Although Jim Henson's success depended on simplicity, subtlety, and a fine sense of classic comedy, the production of Muppet films, television series, and stage shows became increasingly high-tech. Eventually the Muppets became associated with both the simple green puppet that was Kermit the Frog as well as the cutting edge in electronically manipulated puppetry called animatronics. Animatronics is a generic term for puppet manipulation whereby the facial features of the puppet are manipulated by remote control from someone not necessarily in physical contact with the puppet. This technique allowed Henson to create enormous puppets which were manipulated by a team of technicians, some of whom would move the puppet's body physically while others would electronically move the eyes, ears, mouth, and so on. In order to create an effective illusion, the team members would all be in contact through headsets. This technology was particularly effective for traveling stage shows, such as Muppet Treasure Island and Muppet Babies Onstage, in which larger puppets were needed to be visible and effective in large theaters.
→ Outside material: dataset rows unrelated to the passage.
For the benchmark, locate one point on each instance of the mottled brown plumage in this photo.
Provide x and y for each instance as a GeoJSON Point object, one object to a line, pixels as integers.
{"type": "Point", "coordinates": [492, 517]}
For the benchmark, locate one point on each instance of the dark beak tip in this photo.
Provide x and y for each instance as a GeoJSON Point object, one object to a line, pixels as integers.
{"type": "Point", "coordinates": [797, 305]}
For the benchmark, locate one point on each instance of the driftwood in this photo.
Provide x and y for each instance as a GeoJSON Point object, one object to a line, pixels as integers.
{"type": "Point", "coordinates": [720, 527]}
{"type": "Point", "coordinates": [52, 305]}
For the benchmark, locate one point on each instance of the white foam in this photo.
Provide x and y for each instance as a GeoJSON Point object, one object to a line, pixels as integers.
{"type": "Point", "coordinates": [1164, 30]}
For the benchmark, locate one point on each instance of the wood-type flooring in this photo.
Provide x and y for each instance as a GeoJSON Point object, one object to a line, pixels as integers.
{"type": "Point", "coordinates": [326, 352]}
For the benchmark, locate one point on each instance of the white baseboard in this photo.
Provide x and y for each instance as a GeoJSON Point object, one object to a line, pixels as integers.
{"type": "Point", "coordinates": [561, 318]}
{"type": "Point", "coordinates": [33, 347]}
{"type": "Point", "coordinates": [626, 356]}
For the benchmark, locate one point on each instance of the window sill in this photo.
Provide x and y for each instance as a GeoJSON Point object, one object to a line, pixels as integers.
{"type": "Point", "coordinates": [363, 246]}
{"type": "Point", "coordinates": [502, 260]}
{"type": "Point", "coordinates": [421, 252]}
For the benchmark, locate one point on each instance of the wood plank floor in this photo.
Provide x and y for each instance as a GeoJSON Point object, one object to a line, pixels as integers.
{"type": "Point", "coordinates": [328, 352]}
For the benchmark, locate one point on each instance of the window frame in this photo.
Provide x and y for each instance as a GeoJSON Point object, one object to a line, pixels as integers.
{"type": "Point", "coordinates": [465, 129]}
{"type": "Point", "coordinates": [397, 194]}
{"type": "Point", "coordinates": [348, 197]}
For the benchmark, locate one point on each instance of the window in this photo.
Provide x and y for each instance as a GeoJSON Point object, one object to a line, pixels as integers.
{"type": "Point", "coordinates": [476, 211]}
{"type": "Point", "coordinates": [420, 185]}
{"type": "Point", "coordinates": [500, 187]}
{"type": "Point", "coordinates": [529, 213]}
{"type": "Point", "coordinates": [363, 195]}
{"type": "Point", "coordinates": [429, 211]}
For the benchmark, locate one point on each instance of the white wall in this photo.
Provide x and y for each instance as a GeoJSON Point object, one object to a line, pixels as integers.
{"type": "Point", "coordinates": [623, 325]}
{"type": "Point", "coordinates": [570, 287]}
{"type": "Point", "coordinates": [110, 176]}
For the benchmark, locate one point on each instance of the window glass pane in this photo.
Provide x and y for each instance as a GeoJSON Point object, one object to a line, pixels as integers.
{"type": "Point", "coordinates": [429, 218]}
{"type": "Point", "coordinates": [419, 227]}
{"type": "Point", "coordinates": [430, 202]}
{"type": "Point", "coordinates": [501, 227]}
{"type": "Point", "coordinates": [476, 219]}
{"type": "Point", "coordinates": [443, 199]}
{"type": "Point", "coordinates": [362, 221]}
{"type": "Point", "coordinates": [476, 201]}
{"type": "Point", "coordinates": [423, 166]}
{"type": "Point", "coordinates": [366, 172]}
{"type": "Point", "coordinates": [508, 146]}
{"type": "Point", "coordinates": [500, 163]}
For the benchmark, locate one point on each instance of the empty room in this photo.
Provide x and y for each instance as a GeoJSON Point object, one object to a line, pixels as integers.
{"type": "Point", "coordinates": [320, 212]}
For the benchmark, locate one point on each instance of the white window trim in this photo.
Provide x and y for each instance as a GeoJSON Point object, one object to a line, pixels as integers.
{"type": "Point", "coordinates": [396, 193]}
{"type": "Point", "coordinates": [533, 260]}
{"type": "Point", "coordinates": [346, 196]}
The fact that Jim Henson's team was on the cutting edge of techno-puppetry meant that its services were in demand for collaborations with other production companies. Under the trademark Jim Henson's Creature Shop, Jim Henson Productions sold its creative technology to a wide variety of other producers, such as film director George Lucas and his special effects company Industrial Light and Magic, which created the fantastical characters featured in the Star Wars series of films in the late 1970s.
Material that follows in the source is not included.